U.S. officials said the drone strike was conducted solely to target IS fighters in a densely forested area that is not inhabited by locals but offers a high yield of pine nuts to villagers residing on the edge of the forest.
“There were IS (fighters) there, but it appears during harvest season the locals cut deals with the IS fighters to act as harvesters,” said a senior U.S. official who is privy to the counter-terrorism operations conducted by American forces in Afghanistan.
“We were not privy to this ‘agreement’ that puts them (IS fighters) amongst other harvesters. We are working through it now with the officials,” he told Reuters.
Senior Afghan officials in Kabul said a probe was being conducted to assess the intelligence failure before planning the drone strike.

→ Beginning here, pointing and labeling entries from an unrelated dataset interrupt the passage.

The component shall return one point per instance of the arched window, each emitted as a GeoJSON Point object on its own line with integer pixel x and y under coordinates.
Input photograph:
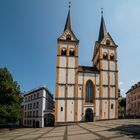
{"type": "Point", "coordinates": [68, 37]}
{"type": "Point", "coordinates": [112, 57]}
{"type": "Point", "coordinates": [108, 42]}
{"type": "Point", "coordinates": [63, 52]}
{"type": "Point", "coordinates": [72, 53]}
{"type": "Point", "coordinates": [89, 91]}
{"type": "Point", "coordinates": [104, 55]}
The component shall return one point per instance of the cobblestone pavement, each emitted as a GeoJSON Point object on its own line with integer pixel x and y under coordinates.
{"type": "Point", "coordinates": [100, 130]}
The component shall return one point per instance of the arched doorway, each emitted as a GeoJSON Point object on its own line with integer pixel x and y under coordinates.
{"type": "Point", "coordinates": [89, 115]}
{"type": "Point", "coordinates": [37, 124]}
{"type": "Point", "coordinates": [89, 98]}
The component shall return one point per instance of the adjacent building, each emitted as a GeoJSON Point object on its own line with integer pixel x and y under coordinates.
{"type": "Point", "coordinates": [133, 101]}
{"type": "Point", "coordinates": [86, 93]}
{"type": "Point", "coordinates": [38, 108]}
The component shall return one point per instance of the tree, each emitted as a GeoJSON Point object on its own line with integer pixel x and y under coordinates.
{"type": "Point", "coordinates": [122, 107]}
{"type": "Point", "coordinates": [10, 98]}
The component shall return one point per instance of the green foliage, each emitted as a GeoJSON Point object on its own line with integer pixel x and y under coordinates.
{"type": "Point", "coordinates": [10, 98]}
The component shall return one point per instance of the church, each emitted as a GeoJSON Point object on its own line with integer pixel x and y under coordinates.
{"type": "Point", "coordinates": [86, 93]}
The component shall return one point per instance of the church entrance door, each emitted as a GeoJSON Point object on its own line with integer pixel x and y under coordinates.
{"type": "Point", "coordinates": [89, 115]}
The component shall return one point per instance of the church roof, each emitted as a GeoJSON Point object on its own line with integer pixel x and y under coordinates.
{"type": "Point", "coordinates": [88, 69]}
{"type": "Point", "coordinates": [68, 21]}
{"type": "Point", "coordinates": [102, 31]}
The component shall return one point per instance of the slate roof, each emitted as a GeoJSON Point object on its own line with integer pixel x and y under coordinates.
{"type": "Point", "coordinates": [133, 87]}
{"type": "Point", "coordinates": [68, 21]}
{"type": "Point", "coordinates": [88, 69]}
{"type": "Point", "coordinates": [102, 31]}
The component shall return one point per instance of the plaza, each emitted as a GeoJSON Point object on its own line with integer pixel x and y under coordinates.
{"type": "Point", "coordinates": [99, 130]}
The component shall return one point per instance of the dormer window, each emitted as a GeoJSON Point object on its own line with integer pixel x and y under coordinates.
{"type": "Point", "coordinates": [72, 53]}
{"type": "Point", "coordinates": [104, 55]}
{"type": "Point", "coordinates": [108, 42]}
{"type": "Point", "coordinates": [112, 57]}
{"type": "Point", "coordinates": [68, 37]}
{"type": "Point", "coordinates": [63, 52]}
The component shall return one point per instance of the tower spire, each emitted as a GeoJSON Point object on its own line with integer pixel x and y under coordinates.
{"type": "Point", "coordinates": [68, 20]}
{"type": "Point", "coordinates": [102, 31]}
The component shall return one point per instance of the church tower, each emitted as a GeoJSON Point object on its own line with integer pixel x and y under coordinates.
{"type": "Point", "coordinates": [105, 59]}
{"type": "Point", "coordinates": [66, 104]}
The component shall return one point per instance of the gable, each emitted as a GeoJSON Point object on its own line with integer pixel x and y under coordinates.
{"type": "Point", "coordinates": [107, 40]}
{"type": "Point", "coordinates": [68, 35]}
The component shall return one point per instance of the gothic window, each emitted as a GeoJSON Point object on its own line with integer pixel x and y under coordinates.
{"type": "Point", "coordinates": [89, 91]}
{"type": "Point", "coordinates": [63, 52]}
{"type": "Point", "coordinates": [111, 57]}
{"type": "Point", "coordinates": [112, 106]}
{"type": "Point", "coordinates": [68, 37]}
{"type": "Point", "coordinates": [108, 42]}
{"type": "Point", "coordinates": [61, 108]}
{"type": "Point", "coordinates": [72, 53]}
{"type": "Point", "coordinates": [104, 55]}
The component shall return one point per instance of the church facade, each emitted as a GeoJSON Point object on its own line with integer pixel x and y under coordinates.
{"type": "Point", "coordinates": [86, 93]}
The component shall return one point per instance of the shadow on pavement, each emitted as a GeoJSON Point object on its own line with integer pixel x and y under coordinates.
{"type": "Point", "coordinates": [130, 130]}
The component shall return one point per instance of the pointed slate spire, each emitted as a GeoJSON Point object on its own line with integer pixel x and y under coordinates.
{"type": "Point", "coordinates": [68, 21]}
{"type": "Point", "coordinates": [102, 31]}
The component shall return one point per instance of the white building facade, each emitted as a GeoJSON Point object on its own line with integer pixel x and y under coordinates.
{"type": "Point", "coordinates": [37, 105]}
{"type": "Point", "coordinates": [86, 93]}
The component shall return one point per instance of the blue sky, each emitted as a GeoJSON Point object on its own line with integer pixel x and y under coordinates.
{"type": "Point", "coordinates": [29, 30]}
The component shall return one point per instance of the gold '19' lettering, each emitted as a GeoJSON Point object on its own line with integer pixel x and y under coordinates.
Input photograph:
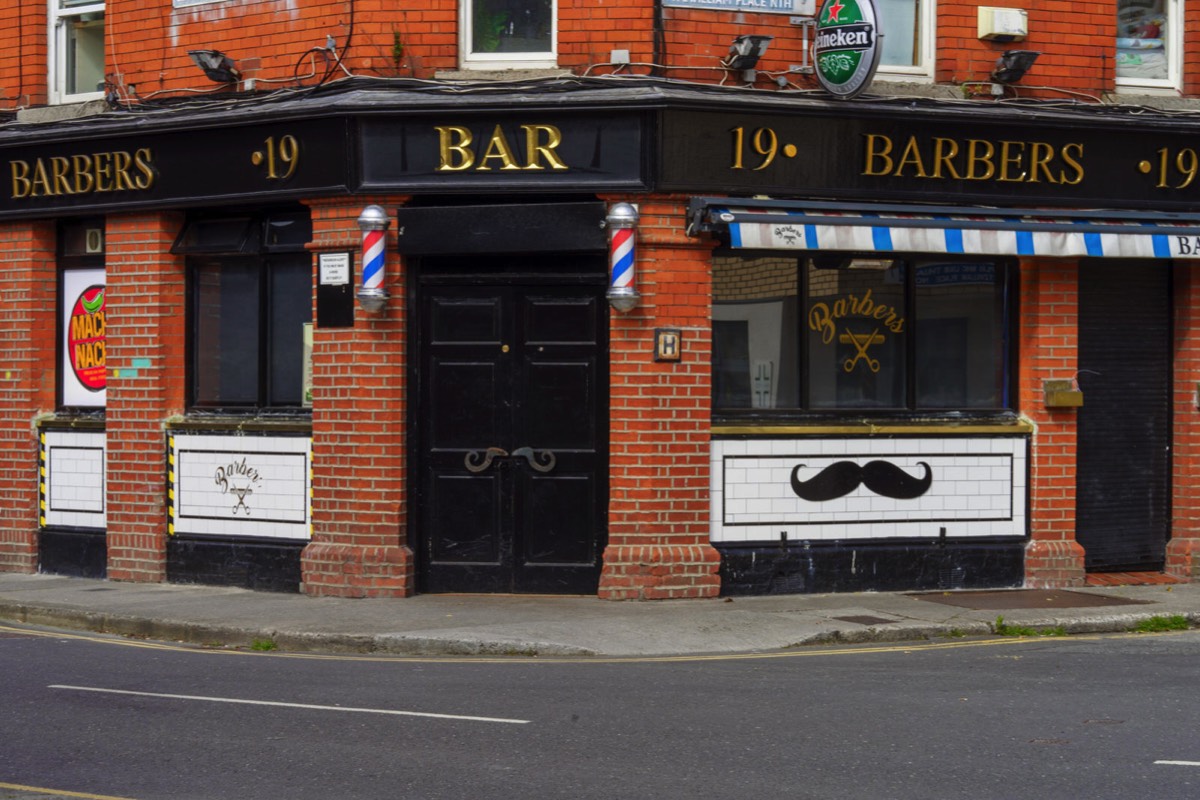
{"type": "Point", "coordinates": [115, 170]}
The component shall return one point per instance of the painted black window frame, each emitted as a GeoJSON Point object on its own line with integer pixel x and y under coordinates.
{"type": "Point", "coordinates": [1006, 411]}
{"type": "Point", "coordinates": [255, 245]}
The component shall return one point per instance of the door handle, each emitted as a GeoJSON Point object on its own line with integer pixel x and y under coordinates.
{"type": "Point", "coordinates": [540, 459]}
{"type": "Point", "coordinates": [477, 462]}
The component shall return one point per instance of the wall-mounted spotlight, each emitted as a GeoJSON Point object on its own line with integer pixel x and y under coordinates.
{"type": "Point", "coordinates": [1012, 65]}
{"type": "Point", "coordinates": [622, 220]}
{"type": "Point", "coordinates": [744, 54]}
{"type": "Point", "coordinates": [373, 223]}
{"type": "Point", "coordinates": [216, 65]}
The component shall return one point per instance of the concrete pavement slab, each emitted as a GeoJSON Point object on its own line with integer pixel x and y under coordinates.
{"type": "Point", "coordinates": [555, 625]}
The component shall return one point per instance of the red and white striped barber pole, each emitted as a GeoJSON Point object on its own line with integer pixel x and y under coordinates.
{"type": "Point", "coordinates": [622, 221]}
{"type": "Point", "coordinates": [373, 223]}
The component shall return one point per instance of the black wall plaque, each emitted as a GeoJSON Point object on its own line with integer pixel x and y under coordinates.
{"type": "Point", "coordinates": [335, 290]}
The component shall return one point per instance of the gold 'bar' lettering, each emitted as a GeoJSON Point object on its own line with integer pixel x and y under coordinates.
{"type": "Point", "coordinates": [535, 151]}
{"type": "Point", "coordinates": [454, 149]}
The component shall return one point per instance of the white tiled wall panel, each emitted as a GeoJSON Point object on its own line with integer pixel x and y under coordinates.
{"type": "Point", "coordinates": [978, 489]}
{"type": "Point", "coordinates": [241, 486]}
{"type": "Point", "coordinates": [73, 483]}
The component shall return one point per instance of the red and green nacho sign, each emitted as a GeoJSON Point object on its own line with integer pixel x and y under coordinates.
{"type": "Point", "coordinates": [85, 338]}
{"type": "Point", "coordinates": [846, 49]}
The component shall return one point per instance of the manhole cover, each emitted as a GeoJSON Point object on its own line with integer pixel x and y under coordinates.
{"type": "Point", "coordinates": [1005, 599]}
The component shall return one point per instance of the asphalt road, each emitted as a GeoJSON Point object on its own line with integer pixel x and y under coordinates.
{"type": "Point", "coordinates": [1075, 717]}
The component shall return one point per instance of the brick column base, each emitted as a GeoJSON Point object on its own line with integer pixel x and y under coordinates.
{"type": "Point", "coordinates": [660, 572]}
{"type": "Point", "coordinates": [1183, 559]}
{"type": "Point", "coordinates": [354, 571]}
{"type": "Point", "coordinates": [18, 551]}
{"type": "Point", "coordinates": [1054, 565]}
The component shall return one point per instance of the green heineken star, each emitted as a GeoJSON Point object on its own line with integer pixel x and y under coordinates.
{"type": "Point", "coordinates": [846, 49]}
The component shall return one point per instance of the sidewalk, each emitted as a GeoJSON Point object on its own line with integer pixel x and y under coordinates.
{"type": "Point", "coordinates": [567, 626]}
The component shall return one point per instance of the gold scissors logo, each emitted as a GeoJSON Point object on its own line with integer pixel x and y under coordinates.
{"type": "Point", "coordinates": [862, 342]}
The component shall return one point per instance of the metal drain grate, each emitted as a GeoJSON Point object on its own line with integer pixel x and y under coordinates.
{"type": "Point", "coordinates": [1005, 599]}
{"type": "Point", "coordinates": [863, 619]}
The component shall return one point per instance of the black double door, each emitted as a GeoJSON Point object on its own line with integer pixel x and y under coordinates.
{"type": "Point", "coordinates": [511, 434]}
{"type": "Point", "coordinates": [1123, 477]}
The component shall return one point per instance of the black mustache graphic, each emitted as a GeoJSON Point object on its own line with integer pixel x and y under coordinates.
{"type": "Point", "coordinates": [844, 476]}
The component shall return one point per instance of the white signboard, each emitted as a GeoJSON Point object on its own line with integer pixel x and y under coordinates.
{"type": "Point", "coordinates": [83, 372]}
{"type": "Point", "coordinates": [797, 7]}
{"type": "Point", "coordinates": [72, 481]}
{"type": "Point", "coordinates": [240, 486]}
{"type": "Point", "coordinates": [857, 488]}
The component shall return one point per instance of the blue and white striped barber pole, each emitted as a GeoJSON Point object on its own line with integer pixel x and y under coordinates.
{"type": "Point", "coordinates": [373, 222]}
{"type": "Point", "coordinates": [622, 220]}
{"type": "Point", "coordinates": [979, 235]}
{"type": "Point", "coordinates": [622, 258]}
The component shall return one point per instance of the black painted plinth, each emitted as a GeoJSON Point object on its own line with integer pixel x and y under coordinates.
{"type": "Point", "coordinates": [76, 553]}
{"type": "Point", "coordinates": [870, 566]}
{"type": "Point", "coordinates": [263, 566]}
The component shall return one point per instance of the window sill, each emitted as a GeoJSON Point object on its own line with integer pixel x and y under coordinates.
{"type": "Point", "coordinates": [1014, 426]}
{"type": "Point", "coordinates": [283, 423]}
{"type": "Point", "coordinates": [82, 420]}
{"type": "Point", "coordinates": [65, 110]}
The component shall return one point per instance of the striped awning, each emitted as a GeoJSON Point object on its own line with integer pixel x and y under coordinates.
{"type": "Point", "coordinates": [786, 224]}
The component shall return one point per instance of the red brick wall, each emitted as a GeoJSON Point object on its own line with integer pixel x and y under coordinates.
{"type": "Point", "coordinates": [660, 420]}
{"type": "Point", "coordinates": [1048, 349]}
{"type": "Point", "coordinates": [149, 43]}
{"type": "Point", "coordinates": [147, 344]}
{"type": "Point", "coordinates": [28, 331]}
{"type": "Point", "coordinates": [359, 506]}
{"type": "Point", "coordinates": [1077, 41]}
{"type": "Point", "coordinates": [23, 58]}
{"type": "Point", "coordinates": [1183, 549]}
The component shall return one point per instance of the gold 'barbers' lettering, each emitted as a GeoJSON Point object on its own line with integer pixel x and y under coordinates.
{"type": "Point", "coordinates": [115, 170]}
{"type": "Point", "coordinates": [972, 160]}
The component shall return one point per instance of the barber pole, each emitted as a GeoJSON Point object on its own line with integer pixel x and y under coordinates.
{"type": "Point", "coordinates": [622, 220]}
{"type": "Point", "coordinates": [373, 222]}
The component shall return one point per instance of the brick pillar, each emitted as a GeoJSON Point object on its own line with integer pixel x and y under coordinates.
{"type": "Point", "coordinates": [147, 342]}
{"type": "Point", "coordinates": [1049, 349]}
{"type": "Point", "coordinates": [1183, 549]}
{"type": "Point", "coordinates": [660, 421]}
{"type": "Point", "coordinates": [28, 377]}
{"type": "Point", "coordinates": [359, 506]}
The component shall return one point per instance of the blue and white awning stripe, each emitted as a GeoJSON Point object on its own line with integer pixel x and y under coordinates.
{"type": "Point", "coordinates": [993, 232]}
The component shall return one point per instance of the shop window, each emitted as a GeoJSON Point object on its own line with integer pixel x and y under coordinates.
{"type": "Point", "coordinates": [907, 37]}
{"type": "Point", "coordinates": [77, 50]}
{"type": "Point", "coordinates": [1149, 43]}
{"type": "Point", "coordinates": [840, 334]}
{"type": "Point", "coordinates": [509, 34]}
{"type": "Point", "coordinates": [250, 300]}
{"type": "Point", "coordinates": [83, 376]}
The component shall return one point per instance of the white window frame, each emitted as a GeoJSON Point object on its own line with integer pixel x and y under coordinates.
{"type": "Point", "coordinates": [923, 71]}
{"type": "Point", "coordinates": [60, 14]}
{"type": "Point", "coordinates": [1174, 82]}
{"type": "Point", "coordinates": [471, 60]}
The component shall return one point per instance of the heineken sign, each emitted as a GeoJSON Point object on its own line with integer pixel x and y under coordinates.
{"type": "Point", "coordinates": [846, 48]}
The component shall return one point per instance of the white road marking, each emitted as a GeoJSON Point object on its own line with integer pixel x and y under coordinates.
{"type": "Point", "coordinates": [288, 705]}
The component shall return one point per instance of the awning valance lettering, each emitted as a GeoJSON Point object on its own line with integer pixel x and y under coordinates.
{"type": "Point", "coordinates": [793, 224]}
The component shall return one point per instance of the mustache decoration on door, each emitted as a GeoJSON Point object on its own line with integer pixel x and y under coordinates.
{"type": "Point", "coordinates": [844, 476]}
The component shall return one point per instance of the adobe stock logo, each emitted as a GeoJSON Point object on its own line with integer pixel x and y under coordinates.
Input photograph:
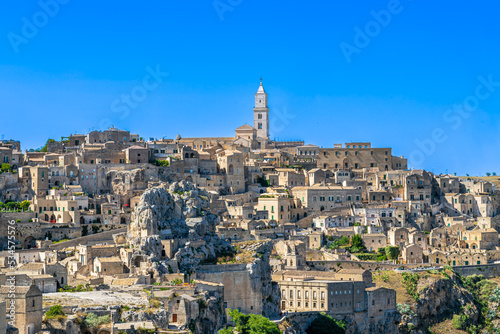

Javed, a survivor of the attack recovering in the Nangarhar Regional Hospital, said it was his second night in the forest when a drone struck his temporary shelter.
“Many people were injured,” he said.
President Ashraf Ghani, while speaking at an election rally in Jalalabad, the capital of Nangarhar province, promised measures to prevent civilian casualties in the war against militants.
Afghan forces, often backed by the U.S. military, have intensified ground and air operations against Islamist groups to protect civilians, government buildings, polling stations and a large expatriate population.
Operations such as the latest U.S. drone strike angered locals, who staged small protests against the foreign and Afghan forces.
“We cannot even protest on a large scale because IS or Taliban can target us easily, but the U.S. must admit they made a mistake,” said Rahmatullah Sardar, a dry fruit trader in Jalalabad city.
IS fighters are seen as an even greater threat than the Taliban because of their military capabilities and strategy of targeting civilians. The U.S. military estimates there are about 2,000 IS fighters in Afghanistan.
Separately, the death toll in a Taliban truck bombing that destroyed a hospital in southern Afghanistan has risen to 39, nearly double the previous figure, with 140 wounded, a spokesman for the provincial governor said.
“Only two of those killed were security force members, and the rest of them are civilians, including women, children, patients and visitors,” spokesman Gul Islam Syaal said of Thursday’s attack.
The Taliban said the target of the attack in Qalat, the capital of Zabul province, was a nearby building housing the government’s intelligence department.
The Taliban have been carrying out nearly daily attacks since the collapse of peace talks with the United States this month, in the run-up to elections on Sept. 28 to dissuade people from voting.